WPP, the advertising holding company, made the news this week when it announced that their Demand Side Platform (DSP) will hit a billion dollars in advertising revenue. This is quite an achievement, since DSP advertising tech has only been around since 2008. To break this barrier in less than seven years speaks volumes on where the media buying industry is going.
DSPs came of age around the basic concept that advertising impressions around publishers act similar to other inventory on the Board of Trade: demand fluctuates daily, supply is abundant, and digital banners can therefore be thought of as the pork bellies of Marketing. Ad tech companies like Turn built the first trading desks, exchanges of publisher inventory were created, and every holding company jumped aboard the trading desk movement. WPP invested heavily in building their tech in-house, and brokering exclusivity within the publisher community. They indicate they will hit this billion dollar mark by year-end.
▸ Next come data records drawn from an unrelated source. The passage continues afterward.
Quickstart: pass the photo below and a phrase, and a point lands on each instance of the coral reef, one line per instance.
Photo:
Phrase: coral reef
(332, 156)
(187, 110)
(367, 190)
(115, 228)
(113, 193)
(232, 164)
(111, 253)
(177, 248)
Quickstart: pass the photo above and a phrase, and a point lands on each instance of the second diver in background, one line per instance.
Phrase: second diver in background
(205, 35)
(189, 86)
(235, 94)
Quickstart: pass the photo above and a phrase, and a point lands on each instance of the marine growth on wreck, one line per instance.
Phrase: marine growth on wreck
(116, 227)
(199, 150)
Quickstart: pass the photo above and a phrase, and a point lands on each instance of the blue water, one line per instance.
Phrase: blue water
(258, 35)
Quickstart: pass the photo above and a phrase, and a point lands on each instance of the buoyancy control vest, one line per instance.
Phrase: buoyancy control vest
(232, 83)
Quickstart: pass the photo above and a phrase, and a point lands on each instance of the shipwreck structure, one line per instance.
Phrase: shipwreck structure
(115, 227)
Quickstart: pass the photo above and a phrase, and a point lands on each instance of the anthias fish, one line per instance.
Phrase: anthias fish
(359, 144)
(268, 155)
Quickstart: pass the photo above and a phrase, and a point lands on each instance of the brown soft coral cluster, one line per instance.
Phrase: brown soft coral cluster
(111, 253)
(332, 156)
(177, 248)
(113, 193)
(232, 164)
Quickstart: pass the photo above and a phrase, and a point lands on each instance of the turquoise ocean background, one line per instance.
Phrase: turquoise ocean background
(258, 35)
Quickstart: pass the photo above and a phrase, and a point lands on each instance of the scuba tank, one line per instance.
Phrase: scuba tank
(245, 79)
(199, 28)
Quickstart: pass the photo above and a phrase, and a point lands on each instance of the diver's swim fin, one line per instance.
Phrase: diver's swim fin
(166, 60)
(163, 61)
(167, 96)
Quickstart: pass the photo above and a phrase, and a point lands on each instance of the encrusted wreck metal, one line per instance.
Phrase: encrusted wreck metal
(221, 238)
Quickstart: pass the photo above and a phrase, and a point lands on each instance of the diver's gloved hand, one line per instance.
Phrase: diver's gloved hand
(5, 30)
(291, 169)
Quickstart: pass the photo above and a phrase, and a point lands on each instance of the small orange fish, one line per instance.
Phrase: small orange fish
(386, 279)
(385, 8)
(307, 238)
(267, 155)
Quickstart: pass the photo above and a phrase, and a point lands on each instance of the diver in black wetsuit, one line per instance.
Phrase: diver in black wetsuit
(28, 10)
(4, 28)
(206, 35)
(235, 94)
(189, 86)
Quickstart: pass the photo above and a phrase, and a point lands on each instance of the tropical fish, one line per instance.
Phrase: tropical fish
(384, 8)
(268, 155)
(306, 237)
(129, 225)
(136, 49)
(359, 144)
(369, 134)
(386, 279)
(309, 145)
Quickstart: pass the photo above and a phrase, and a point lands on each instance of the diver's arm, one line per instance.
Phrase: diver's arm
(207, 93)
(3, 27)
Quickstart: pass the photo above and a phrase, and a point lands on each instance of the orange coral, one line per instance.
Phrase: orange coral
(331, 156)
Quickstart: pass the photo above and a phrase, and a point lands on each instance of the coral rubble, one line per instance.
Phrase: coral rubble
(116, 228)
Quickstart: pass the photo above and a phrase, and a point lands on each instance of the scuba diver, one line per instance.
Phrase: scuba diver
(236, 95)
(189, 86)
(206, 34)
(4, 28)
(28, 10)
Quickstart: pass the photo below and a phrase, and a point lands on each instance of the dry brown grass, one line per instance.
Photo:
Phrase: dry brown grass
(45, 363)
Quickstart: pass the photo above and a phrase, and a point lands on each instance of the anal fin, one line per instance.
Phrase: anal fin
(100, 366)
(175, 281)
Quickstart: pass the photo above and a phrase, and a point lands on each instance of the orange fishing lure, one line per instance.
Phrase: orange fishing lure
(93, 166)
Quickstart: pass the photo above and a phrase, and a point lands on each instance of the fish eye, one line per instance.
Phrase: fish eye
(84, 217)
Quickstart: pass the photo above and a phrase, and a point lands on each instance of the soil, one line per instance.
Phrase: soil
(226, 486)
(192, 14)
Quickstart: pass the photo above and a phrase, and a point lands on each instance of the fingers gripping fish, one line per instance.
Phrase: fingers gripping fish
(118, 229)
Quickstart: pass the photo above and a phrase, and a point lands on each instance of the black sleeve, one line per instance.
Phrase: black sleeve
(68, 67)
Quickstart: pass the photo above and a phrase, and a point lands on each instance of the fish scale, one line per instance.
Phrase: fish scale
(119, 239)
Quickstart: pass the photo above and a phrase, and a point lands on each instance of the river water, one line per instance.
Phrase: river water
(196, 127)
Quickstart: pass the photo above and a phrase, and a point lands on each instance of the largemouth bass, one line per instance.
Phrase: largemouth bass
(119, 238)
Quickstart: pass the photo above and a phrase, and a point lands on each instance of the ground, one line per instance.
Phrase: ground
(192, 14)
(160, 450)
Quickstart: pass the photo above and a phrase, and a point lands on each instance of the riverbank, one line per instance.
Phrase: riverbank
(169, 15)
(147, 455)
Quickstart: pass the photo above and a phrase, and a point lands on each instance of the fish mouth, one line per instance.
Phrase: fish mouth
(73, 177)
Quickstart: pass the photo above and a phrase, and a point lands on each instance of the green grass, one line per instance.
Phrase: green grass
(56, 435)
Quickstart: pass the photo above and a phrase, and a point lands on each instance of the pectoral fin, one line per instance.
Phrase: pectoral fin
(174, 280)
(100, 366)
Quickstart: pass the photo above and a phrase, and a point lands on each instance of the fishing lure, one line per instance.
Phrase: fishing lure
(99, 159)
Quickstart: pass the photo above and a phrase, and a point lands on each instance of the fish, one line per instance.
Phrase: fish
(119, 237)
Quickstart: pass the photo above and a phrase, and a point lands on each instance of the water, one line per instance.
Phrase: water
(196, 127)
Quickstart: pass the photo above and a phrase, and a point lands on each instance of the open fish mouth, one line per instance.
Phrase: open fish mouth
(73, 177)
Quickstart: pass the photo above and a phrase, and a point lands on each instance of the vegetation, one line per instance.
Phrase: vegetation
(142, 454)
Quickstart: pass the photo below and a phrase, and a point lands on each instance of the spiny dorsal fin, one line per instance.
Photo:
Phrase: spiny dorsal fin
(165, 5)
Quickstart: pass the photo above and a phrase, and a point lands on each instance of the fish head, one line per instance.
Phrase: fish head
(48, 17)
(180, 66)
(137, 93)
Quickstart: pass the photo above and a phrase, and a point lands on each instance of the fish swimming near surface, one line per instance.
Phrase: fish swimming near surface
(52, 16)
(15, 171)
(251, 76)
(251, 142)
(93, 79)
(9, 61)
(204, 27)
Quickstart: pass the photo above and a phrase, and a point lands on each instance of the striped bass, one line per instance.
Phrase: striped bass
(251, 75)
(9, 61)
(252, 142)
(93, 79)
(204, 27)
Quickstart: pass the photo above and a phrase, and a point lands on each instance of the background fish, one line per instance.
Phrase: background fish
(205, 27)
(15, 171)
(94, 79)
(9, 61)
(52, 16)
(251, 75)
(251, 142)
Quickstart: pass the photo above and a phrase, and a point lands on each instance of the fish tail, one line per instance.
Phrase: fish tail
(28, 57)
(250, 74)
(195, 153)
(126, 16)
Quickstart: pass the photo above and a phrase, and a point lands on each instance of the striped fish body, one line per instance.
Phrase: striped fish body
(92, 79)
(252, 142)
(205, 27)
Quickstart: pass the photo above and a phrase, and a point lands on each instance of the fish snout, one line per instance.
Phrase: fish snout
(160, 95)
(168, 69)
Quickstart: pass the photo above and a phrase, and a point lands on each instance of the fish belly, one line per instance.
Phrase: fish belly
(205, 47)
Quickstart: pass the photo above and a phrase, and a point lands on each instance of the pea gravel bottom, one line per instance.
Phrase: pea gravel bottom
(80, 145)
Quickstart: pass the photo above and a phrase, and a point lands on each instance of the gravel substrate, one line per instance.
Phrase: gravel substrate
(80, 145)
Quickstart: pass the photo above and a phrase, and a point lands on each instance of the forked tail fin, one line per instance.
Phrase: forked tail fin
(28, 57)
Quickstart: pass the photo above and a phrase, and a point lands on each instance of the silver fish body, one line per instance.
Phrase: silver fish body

More interesting to me is how the advertising has evolved. Video and mobile are the “premium” word in desired impact and segmentation. Yahoo, Google and Facebook took notice, and now dominate this space away from the DSPs, in “walled gardens”, where clients can now go direct. This will require that the holding companies respond with faster, better and cheaper solutions, linked to better and more refined inventory. Program buying must become better linked to decision science, as ad tech automation moves to the forefront. WPP is also rapidly locking down inventory, claiming that $600 million will be spent on upfront buying.
With any technology movement, life cycles on innovation are measured in months, not years. The landscape will likely change rapidly. There is strength in numbers, so WPP is taking an early lead in this media revolution. As traditional display media wanes, I predict you will see more of this also moving into the trading desk arena. It is a trend worth following.